一方で、どちらとも言えないと回答した企業は、59.7%と調査内容では過半数を占め、大半の企業が北海道新幹線による経済効果を実感していないということが浮き彫りとなっています。
北海道新幹線は、現状では北海道南部の函館までに留まっていることから、北海道全体でみるとその恩恵を受けるのは北海道南部に集中していることも今回の調査結果の内容を反映していると予想されます。
北海道新幹線の札幌延長に期待が高まっている
北海道新幹線が札幌まで延長された場合における経済効果は多くの企業が期待を寄せています。
道経連のデータを元に筆者作成
札幌に新幹線が延長した場合における事業への影響としては、プラス影響があると答えた企業は32.9%、どちらと言えばプラス影響があると答えた企業は27.8%、どちらとも言えないが39.2%となりました。
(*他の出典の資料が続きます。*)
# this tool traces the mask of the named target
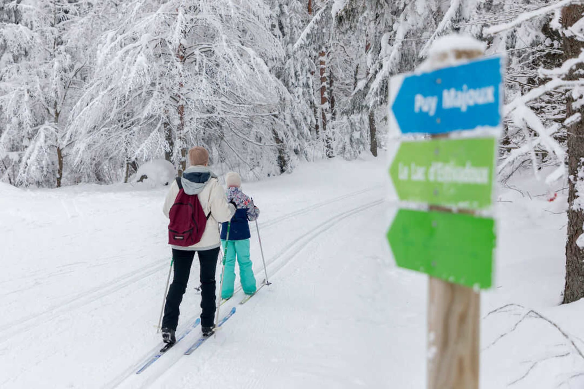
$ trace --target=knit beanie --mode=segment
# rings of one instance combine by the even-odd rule
[[[204,147],[195,146],[189,150],[190,166],[205,165],[209,163],[209,152]]]
[[[225,183],[227,184],[227,187],[241,186],[241,177],[235,171],[230,171],[225,175]]]

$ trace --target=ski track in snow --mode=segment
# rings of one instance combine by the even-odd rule
[[[360,194],[367,193],[371,191],[378,189],[380,187],[376,186],[367,188],[364,190],[357,191],[343,196],[328,199],[312,205],[302,208],[293,212],[283,215],[279,218],[268,220],[265,223],[259,223],[260,227],[266,228],[275,224],[284,222],[291,218],[305,214],[312,211],[322,208],[333,202],[340,201],[342,200],[354,197]],[[252,231],[252,234],[255,230]],[[78,262],[82,264],[84,262]],[[76,264],[69,264],[60,267],[70,267]],[[143,281],[154,274],[157,274],[162,270],[168,269],[168,264],[161,264],[160,261],[156,261],[152,262],[137,272],[133,271],[122,275],[109,282],[107,282],[100,286],[97,286],[91,289],[85,291],[78,295],[75,297],[58,304],[51,306],[45,311],[28,316],[19,318],[8,323],[0,325],[0,344],[14,336],[15,335],[26,331],[29,328],[35,325],[43,324],[45,321],[51,320],[56,316],[65,312],[69,312],[72,310],[76,309],[93,302],[95,302],[105,296],[119,292],[121,289],[132,285],[133,284]],[[71,271],[72,272],[72,271]],[[54,274],[48,274],[45,276],[50,278],[54,275],[62,275],[64,272],[60,271]],[[237,291],[241,289],[241,287]],[[12,293],[18,293],[20,289],[13,291]],[[237,292],[237,291],[236,291]]]
[[[298,211],[284,215],[277,219],[274,219],[272,220],[269,220],[268,222],[266,222],[266,225],[268,226],[271,226],[276,223],[281,222],[291,217],[305,213],[307,212],[310,212],[311,210],[314,210],[318,208],[323,206],[324,205],[329,204],[332,201],[336,201],[346,198],[350,198],[359,194],[369,192],[373,190],[373,189],[374,189],[374,188],[367,189],[364,191],[359,191],[357,192],[349,194],[348,195],[341,196],[340,197],[333,199],[332,200],[329,200],[327,201],[322,202],[321,203],[315,204],[314,205],[300,209]],[[338,213],[337,215],[326,220],[326,221],[320,223],[317,227],[306,232],[303,235],[296,238],[293,240],[293,241],[291,243],[286,246],[277,254],[274,255],[274,257],[271,260],[266,260],[266,268],[267,268],[268,274],[270,275],[270,276],[271,276],[272,275],[275,275],[279,271],[280,271],[283,267],[286,266],[291,260],[293,260],[294,258],[294,257],[298,253],[300,253],[302,250],[303,250],[304,247],[306,246],[306,245],[307,245],[309,243],[318,238],[321,234],[326,232],[328,228],[330,227],[331,226],[336,224],[339,222],[340,222],[341,220],[347,218],[349,218],[359,212],[369,209],[376,205],[378,205],[380,204],[381,204],[383,202],[383,199],[376,200],[375,201],[369,202],[364,205],[357,206],[352,209],[343,211],[343,212]],[[263,226],[265,227],[265,225]],[[265,277],[263,269],[262,269],[260,271],[256,272],[255,275],[256,279],[258,279],[258,280],[263,279]],[[266,286],[266,288],[269,288],[269,286]],[[235,296],[238,293],[238,292],[239,292],[241,290],[241,286],[239,286],[234,291],[234,296]],[[232,299],[232,300],[234,299]],[[237,299],[235,299],[235,300],[237,301],[239,301]],[[221,311],[225,310],[225,311],[228,311],[229,309],[231,309],[231,307],[233,305],[236,305],[236,304],[234,304],[232,301],[228,302],[228,303],[225,303],[225,304],[221,306]],[[237,303],[237,305],[239,305],[238,303]],[[198,317],[199,314],[200,314],[200,311],[196,315],[193,316],[192,318],[189,319],[189,320],[186,323],[185,327],[189,325],[188,324],[189,322],[192,322],[193,320],[194,320],[194,318]],[[179,329],[179,330],[180,331],[182,331],[182,330],[183,328]],[[187,337],[189,339],[191,339],[192,338],[192,337],[193,337],[192,336]],[[183,339],[183,341],[181,342],[181,343],[183,344],[180,345],[181,346],[180,348],[177,348],[175,349],[175,348],[173,347],[173,349],[171,349],[171,350],[174,349],[175,351],[176,351],[176,350],[178,349],[182,350],[182,348],[186,346],[187,344],[189,344],[189,345],[190,345],[190,344],[189,343],[188,341],[185,341],[186,339],[187,338],[185,338],[185,339]],[[152,349],[151,353],[149,353],[148,354],[145,355],[142,358],[141,358],[139,362],[132,365],[130,368],[127,369],[126,371],[124,372],[124,373],[116,377],[112,382],[108,383],[105,387],[106,388],[117,387],[119,385],[120,385],[123,383],[124,379],[127,379],[128,377],[130,377],[132,376],[133,374],[134,374],[136,370],[137,370],[140,366],[143,365],[144,363],[145,363],[145,362],[147,361],[148,359],[149,359],[151,357],[152,354],[155,352],[157,350],[159,349],[162,347],[162,342],[161,342],[160,344],[157,346],[157,348]],[[165,356],[169,356],[169,354],[168,355],[165,355]],[[180,356],[180,355],[179,355],[178,357]],[[167,358],[166,359],[170,359],[170,358]],[[176,363],[178,360],[178,358],[175,358],[172,359],[171,360],[172,362],[171,362],[170,363],[166,363],[164,364],[164,366],[165,366],[166,368],[168,369],[168,367],[172,366],[175,363]],[[157,361],[157,363],[160,363],[160,361]],[[148,380],[146,381],[145,382],[142,381],[141,383],[140,387],[145,387],[144,385],[151,384],[153,382],[154,382],[156,380],[158,377],[158,376],[154,376],[154,377],[149,378]]]

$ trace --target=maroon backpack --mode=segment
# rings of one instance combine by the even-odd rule
[[[211,212],[206,216],[199,197],[185,193],[180,177],[176,178],[176,184],[179,194],[169,212],[168,244],[187,247],[201,240]]]

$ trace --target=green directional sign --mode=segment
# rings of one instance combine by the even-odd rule
[[[492,219],[399,209],[387,239],[401,267],[470,288],[491,286]]]
[[[400,200],[467,209],[492,202],[494,138],[403,142],[390,167]]]

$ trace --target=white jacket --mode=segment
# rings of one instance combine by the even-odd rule
[[[185,192],[197,195],[205,215],[210,212],[211,215],[207,220],[205,231],[198,243],[187,247],[172,244],[171,247],[182,250],[206,250],[218,247],[221,246],[218,223],[231,220],[235,213],[235,207],[227,202],[225,190],[219,184],[217,176],[206,166],[190,166],[183,173],[181,182]],[[162,212],[167,218],[179,190],[176,181],[173,180],[162,208]]]

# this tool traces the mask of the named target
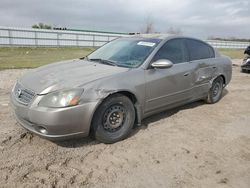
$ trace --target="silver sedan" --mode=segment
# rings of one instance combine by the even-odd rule
[[[42,137],[92,134],[114,143],[152,114],[197,100],[216,103],[231,75],[231,60],[201,40],[141,35],[28,71],[11,102],[17,121]]]

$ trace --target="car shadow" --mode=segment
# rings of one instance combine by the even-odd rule
[[[225,97],[227,94],[228,94],[228,90],[224,89],[223,93],[222,93],[222,98]],[[142,121],[141,126],[136,126],[132,130],[132,132],[130,133],[128,138],[133,137],[134,135],[136,135],[141,130],[147,129],[148,125],[153,123],[153,122],[157,122],[157,121],[160,121],[161,119],[169,118],[169,117],[177,114],[179,111],[196,108],[196,107],[202,106],[202,105],[209,105],[209,104],[207,104],[204,101],[200,100],[200,101],[188,103],[186,105],[176,107],[176,108],[173,108],[171,110],[165,110],[163,112],[160,112],[160,113],[157,113],[155,115],[149,116],[149,117],[145,118]],[[99,141],[96,141],[91,137],[77,138],[77,139],[71,139],[71,140],[66,140],[66,141],[53,141],[53,142],[55,144],[57,144],[58,146],[66,147],[66,148],[78,148],[78,147],[84,147],[84,146],[91,146],[91,145],[100,144]]]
2016年12月13日の記事で記載していますが、札幌市中心部では北海道新幹線の延長に向けて不動産開発が進んでおり、新幹線延長による経済効果を見込んで企業の進出や観光客がさらに増加することも期待されています。
プラス影響は「観光客の増加」札幌延長で「事業拡大」に期待
今回のアンケート結果で、プラス影響を感じていると回答した企業の具体的な理由としては、「観光客が増加」をあげています。
特に、北海道新幹線が乗り入れた函館市などは、首都圏をはじめ本州からのアクセスが断然に良くなったことから、観光客も大幅に増えており、2016年12月6日付の日本経済新聞北海道地域版の記事によると、2016年上期の観光客数(推計)は366万5000人で14%増加したとしています。
また、新幹線が札幌に延長すると、観光客数の増加に加えて、取引先の拡大や商取引の拡大など、交通アクセスが向上することから、事業拡大に多くの企業が期待を寄せています。